Several methods are available to convert read mapping information to variant calls. They are all based on local pileup alignment to the reference genome and consensus extraction but different callers use different strategies to limit the effect of wrongly mapped or low quality read sequences on the final result. We used here samtools with bcftools or varscan to call SNVs and small indels.

Preliminary info

quick intro on VCF format

Since the expansion of the 1000 genome project[1], the Variant Call Format has become more and more popular and is today the default format to represent sequence variation. VCF is a tabular text format that provides rich information about each position different from the reference genome. It also includes different scores obtained during sequencing, alignment, and calling to allow quality filtering as well as added sequence annotations to allow annotation-driven filtering.

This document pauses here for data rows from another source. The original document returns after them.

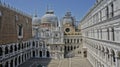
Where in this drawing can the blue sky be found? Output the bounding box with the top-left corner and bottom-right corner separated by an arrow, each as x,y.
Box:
1,0 -> 95,21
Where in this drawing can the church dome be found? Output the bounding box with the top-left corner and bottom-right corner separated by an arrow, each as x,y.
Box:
32,17 -> 41,25
62,12 -> 74,24
41,10 -> 58,23
63,18 -> 73,24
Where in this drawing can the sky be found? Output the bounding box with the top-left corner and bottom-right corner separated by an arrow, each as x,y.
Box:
0,0 -> 95,21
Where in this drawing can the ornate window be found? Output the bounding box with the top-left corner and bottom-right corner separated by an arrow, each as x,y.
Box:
18,25 -> 23,38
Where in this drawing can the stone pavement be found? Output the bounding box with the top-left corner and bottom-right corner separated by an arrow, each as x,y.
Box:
19,57 -> 92,67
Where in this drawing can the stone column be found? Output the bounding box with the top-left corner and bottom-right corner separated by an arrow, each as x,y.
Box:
115,56 -> 120,67
2,47 -> 5,58
109,54 -> 112,66
8,61 -> 10,67
13,58 -> 15,67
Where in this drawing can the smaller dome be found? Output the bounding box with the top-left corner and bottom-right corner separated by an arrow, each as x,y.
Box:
41,14 -> 58,23
41,10 -> 58,23
63,18 -> 73,24
32,17 -> 41,25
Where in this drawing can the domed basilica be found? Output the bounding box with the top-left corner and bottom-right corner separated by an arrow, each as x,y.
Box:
33,10 -> 82,59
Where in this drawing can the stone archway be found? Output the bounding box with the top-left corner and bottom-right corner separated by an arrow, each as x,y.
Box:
18,56 -> 21,64
46,51 -> 50,57
10,60 -> 13,67
5,61 -> 8,67
15,58 -> 17,67
10,45 -> 13,53
83,51 -> 87,57
111,49 -> 116,62
39,51 -> 42,57
71,46 -> 73,51
14,45 -> 17,51
5,46 -> 8,54
0,47 -> 3,56
0,64 -> 3,67
33,51 -> 35,57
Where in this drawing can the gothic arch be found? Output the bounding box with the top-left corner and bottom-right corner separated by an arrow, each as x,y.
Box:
110,49 -> 115,62
39,51 -> 42,57
32,41 -> 35,47
5,61 -> 8,67
0,64 -> 3,67
5,46 -> 9,54
0,47 -> 3,56
33,51 -> 35,57
10,45 -> 13,53
10,60 -> 13,67
46,51 -> 50,57
18,43 -> 20,50
14,45 -> 17,51
15,58 -> 17,67
18,56 -> 21,64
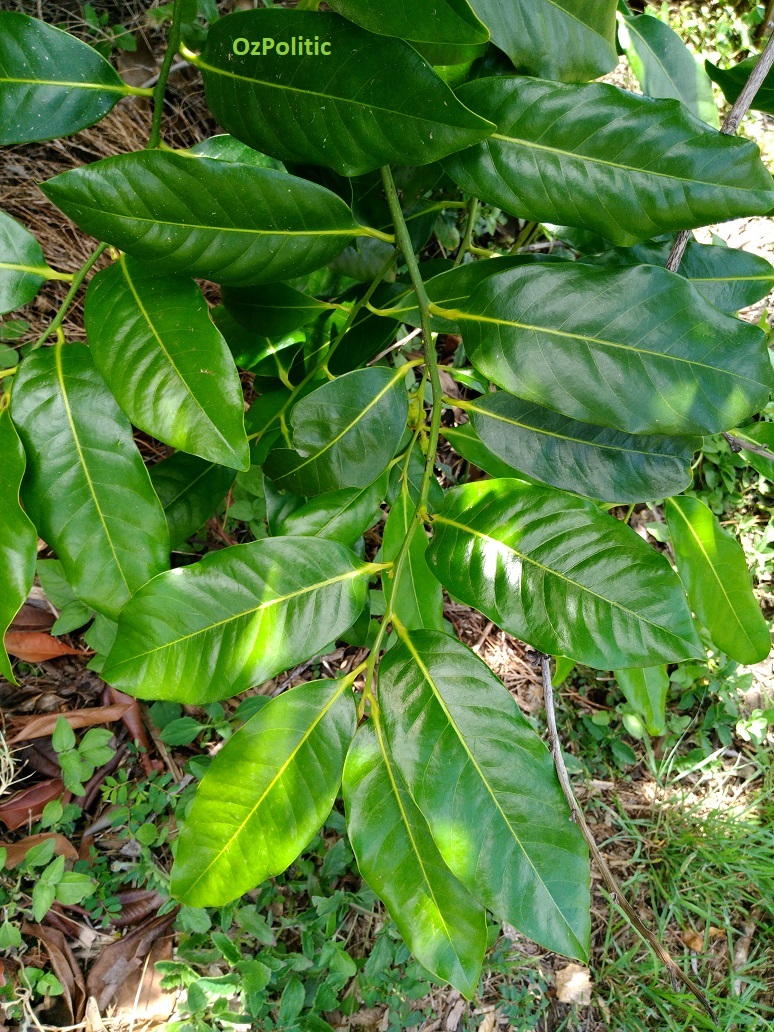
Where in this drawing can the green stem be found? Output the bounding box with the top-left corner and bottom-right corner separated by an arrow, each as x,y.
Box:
146,0 -> 183,151
30,244 -> 108,352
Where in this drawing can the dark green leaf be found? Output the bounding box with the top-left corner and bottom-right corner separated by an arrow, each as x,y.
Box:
620,14 -> 720,129
464,391 -> 702,502
11,344 -> 169,618
427,480 -> 702,670
344,724 -> 486,999
195,10 -> 492,175
103,538 -> 380,705
379,631 -> 589,959
149,452 -> 234,549
0,10 -> 133,146
264,366 -> 409,496
84,255 -> 250,470
471,0 -> 616,83
666,496 -> 771,663
455,262 -> 773,434
171,681 -> 356,906
0,404 -> 37,684
40,150 -> 367,286
444,76 -> 774,246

Various tools have been developed to manipulate VCF data and are exemplified during this session.

An example of VCF data is provided here as a primer, users will get more information in NGS-formats or from the VCF documentation <http://en.wikipedia.org/wiki/Variant_Call_Format>[2].

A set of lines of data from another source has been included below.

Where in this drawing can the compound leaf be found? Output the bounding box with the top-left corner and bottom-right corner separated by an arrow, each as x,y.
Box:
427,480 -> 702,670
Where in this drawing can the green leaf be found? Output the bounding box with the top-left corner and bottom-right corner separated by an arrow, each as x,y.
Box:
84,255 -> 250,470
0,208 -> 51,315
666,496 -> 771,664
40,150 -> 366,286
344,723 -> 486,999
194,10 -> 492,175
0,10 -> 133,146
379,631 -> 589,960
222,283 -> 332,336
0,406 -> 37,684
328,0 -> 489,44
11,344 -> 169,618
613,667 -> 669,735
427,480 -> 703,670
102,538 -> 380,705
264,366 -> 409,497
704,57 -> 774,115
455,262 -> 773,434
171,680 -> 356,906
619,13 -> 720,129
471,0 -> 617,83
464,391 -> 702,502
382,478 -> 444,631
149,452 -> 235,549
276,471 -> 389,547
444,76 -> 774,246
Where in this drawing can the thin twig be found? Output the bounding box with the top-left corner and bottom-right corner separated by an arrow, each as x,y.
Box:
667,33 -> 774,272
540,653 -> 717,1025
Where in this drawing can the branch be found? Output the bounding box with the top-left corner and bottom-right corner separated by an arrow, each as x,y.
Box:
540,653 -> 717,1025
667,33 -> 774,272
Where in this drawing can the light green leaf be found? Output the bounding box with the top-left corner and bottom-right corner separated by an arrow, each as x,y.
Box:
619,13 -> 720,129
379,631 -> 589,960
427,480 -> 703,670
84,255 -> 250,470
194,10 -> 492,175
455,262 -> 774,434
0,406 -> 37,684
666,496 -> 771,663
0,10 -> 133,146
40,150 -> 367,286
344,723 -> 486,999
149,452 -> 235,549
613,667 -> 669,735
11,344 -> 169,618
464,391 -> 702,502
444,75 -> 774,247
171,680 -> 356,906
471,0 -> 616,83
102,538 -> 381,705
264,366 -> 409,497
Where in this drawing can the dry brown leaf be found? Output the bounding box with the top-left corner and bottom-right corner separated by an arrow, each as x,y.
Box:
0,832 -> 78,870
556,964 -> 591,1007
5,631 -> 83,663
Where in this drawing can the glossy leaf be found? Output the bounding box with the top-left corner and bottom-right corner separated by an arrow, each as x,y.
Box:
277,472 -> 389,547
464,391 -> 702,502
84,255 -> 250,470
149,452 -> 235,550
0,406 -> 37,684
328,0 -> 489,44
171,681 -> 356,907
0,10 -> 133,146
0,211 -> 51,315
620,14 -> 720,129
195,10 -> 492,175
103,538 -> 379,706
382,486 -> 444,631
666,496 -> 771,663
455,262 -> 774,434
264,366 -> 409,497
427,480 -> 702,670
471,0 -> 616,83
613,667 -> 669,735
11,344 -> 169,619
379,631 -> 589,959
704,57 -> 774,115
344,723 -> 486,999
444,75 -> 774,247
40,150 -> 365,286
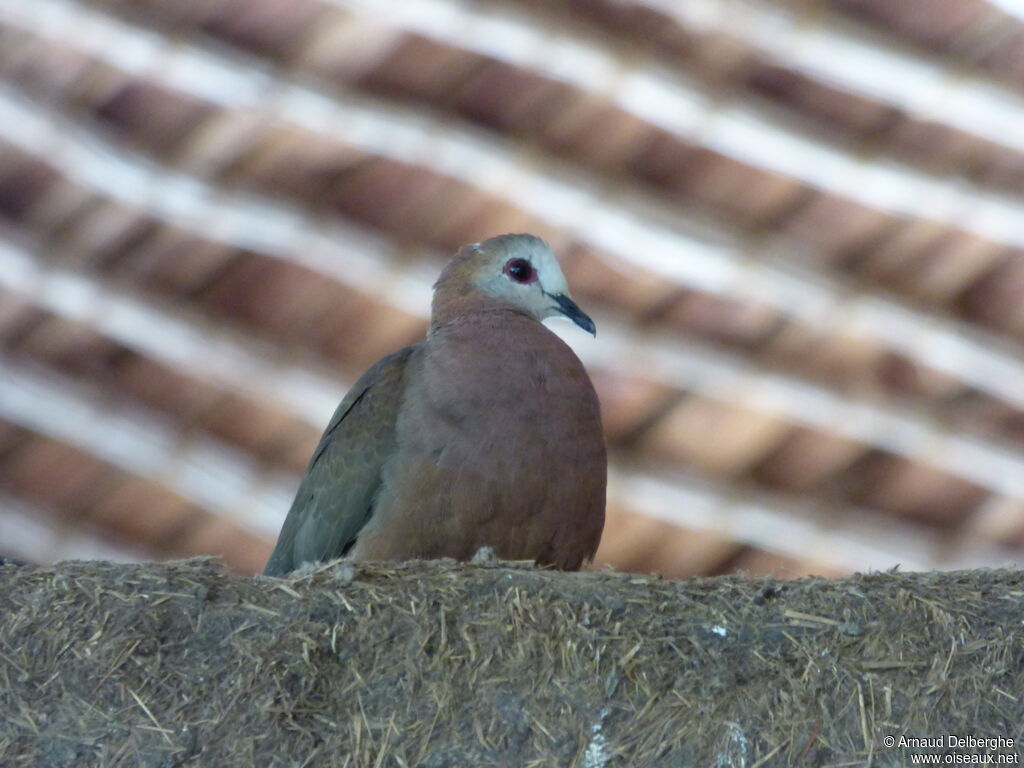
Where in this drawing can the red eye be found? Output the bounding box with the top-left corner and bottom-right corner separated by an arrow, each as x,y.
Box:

About bgzip-compressed VCF data and indexing

Similarly to SAM vs BAM and in order to speed VCF compatible tools, raw VCF data needs to be sorted and indexed. We created for this purpose a simple module BgzipAndTabixindex  

About analyzing variants in multiple 'related' genomes

When you want to analyze variant in more than one genome (family structure of patient cohort) and compare the genomes with each other, you HOULD call the variants in a single job in order to make the difference between no-calls (absence of read support information) and REF-calls (the genome is not mutated at this position as supported by reads).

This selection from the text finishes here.